Poco tempo fa abbiamo analizzato i risultati di una ricerca tedesca che avrebbe trovato la causa che ha portato agli eventi tromboembolici nei vaccini con adenovirus: il problema dipende da un errore della proteina Spike che potrebbe essere modificata per evitare che avvenga la separazione annullando, così, il rischio di effetti collaterali o reazioni avverse. "Con i dati che abbiamo nelle nostre mani possiamo dire alle aziende come mutare queste sequenze, codificando per la proteina spike in un modo che prevenga reazioni di separazione non programmate", hanno scritto i ricercatori. Proprio poche settimane fa, al giornale.it avevano sentito il parere del Prof. Sergio Siragusa, Direttore U.O.C di Ematologia del Policlinico di Palermo e Vice Presidente SIE (Società Italiana di Ematologia). Nel nostro approfondimento (qui il link), Siragusa ci aveva detto che "per un meccanismo ancora da chiarire, l’esposizione al vaccino sembra innescare una reazione immunologica che distrugge le piastrine ma, contemporaneamente, attiva quelle che rimangono, rendendole più attive". La risposta, adesso, potrebbe essere davvero quella degli studiosi tedeschi.
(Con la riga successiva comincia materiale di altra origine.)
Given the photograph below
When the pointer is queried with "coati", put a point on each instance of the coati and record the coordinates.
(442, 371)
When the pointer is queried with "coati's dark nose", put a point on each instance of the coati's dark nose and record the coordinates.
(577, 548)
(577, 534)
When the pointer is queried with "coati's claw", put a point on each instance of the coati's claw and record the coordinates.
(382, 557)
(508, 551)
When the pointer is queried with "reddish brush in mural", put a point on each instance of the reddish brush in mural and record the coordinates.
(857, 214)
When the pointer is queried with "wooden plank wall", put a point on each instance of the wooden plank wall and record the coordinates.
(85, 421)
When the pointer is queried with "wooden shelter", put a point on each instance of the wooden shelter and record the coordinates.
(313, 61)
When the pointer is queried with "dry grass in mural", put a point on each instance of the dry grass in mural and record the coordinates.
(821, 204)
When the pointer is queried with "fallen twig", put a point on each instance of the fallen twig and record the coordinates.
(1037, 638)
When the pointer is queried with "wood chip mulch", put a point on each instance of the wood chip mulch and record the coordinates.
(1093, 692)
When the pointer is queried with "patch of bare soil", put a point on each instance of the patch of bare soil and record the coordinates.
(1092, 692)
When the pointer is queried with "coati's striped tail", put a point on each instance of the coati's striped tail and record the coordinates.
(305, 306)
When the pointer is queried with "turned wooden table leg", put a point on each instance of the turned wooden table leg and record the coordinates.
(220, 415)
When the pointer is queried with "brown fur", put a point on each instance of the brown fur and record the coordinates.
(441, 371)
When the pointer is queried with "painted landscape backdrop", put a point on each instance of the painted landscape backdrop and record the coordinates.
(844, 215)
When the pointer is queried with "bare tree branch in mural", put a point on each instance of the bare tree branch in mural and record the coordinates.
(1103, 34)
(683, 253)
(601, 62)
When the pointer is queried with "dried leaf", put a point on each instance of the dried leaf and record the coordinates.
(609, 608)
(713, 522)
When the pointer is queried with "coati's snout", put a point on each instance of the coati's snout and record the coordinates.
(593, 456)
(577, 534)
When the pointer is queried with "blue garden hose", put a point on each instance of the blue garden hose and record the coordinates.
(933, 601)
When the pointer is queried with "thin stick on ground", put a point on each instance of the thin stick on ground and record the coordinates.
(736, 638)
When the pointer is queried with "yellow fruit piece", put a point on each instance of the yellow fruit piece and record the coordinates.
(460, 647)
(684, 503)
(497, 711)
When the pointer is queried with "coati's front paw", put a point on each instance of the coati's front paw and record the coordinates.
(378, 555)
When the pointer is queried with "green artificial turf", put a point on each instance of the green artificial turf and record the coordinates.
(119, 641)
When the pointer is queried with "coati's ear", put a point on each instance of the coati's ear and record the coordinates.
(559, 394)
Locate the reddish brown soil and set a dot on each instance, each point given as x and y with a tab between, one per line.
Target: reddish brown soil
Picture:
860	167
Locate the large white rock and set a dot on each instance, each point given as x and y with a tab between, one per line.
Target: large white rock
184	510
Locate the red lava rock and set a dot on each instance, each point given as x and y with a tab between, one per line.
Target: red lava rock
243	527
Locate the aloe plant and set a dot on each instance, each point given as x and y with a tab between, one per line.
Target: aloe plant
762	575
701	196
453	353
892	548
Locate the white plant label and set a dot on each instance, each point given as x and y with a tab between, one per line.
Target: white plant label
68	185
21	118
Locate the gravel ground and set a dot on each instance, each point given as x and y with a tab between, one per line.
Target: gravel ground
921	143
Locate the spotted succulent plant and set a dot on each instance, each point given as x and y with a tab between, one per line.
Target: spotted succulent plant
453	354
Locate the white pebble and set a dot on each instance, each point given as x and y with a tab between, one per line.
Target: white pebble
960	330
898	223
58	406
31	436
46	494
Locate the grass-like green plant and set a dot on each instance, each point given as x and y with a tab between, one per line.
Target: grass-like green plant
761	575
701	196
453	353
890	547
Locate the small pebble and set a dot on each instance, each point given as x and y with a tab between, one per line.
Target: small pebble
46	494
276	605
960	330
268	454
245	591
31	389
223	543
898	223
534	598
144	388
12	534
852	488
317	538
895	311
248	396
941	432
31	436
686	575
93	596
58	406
Cosa deve fare chi ha già ricevuto la prima dose

Al momento non è possibile "mixare" i vaccini anche se si sta cercando di capire rapidamente se è possibile fare la seconda dose con un siero diverso dal primo: una delle combinazioni ipotizzate comprende la prima dose di AstraZeneca e la seconda di Pfizer, come ha confermato il Prof. Massimo Ciccozzi, epidemiologo del Campus Bio-Medico di Roma, nella trasmissione "Porta a Porta" su Rai Uno. Secondo alcuni studi, il mix di vaccini potrebbe aumentare la risposta immunitaria e stimolare la produzione di anticorpi specifici contro il Covid anche se non ci sono dati definitivi perché il numero di persone testate è ancora ridotto. Chi ha ricevuto la prima dose di AstraZeneca senza alcun sintomo particolare può comunque fare il richiamo con lo stesso vaccino.

Cosa accade in Europa

Il Regno Unito, primo Paese ad utilizzare Astrazeneca, ne ha sconsigliato l'uso alle persone sotto i 40 anni. Germania ed Olanda invece, ne consigliano l'uso per le persone sopra i 60 anni mentre in Francia e Belgio la soglia è fissata a 55; in Finlandia e Svezia il limite è dai 65 anni in su mentre la Spagna ha deciso di somministrare Vaxzevria solo ai nati tra il 1952 e il 1961 (60-69 anni). Soltanto l'Italia, in pratica, lo somministra ancora alla popolazione più giovane.

L'Ema, Agenzia Europea per i medicinali, tra l'altro, ha ormai ampiamente riconosciuto l’esistenza di un possibile legame tra Vaxzevria/Janssen e la "trombocitopenia trombotica immune indotta da vaccino" (la Vitt di cui abbiamo parlato prima). Cosa si aspetta, ancora, a mettere in sicurezza i giovani?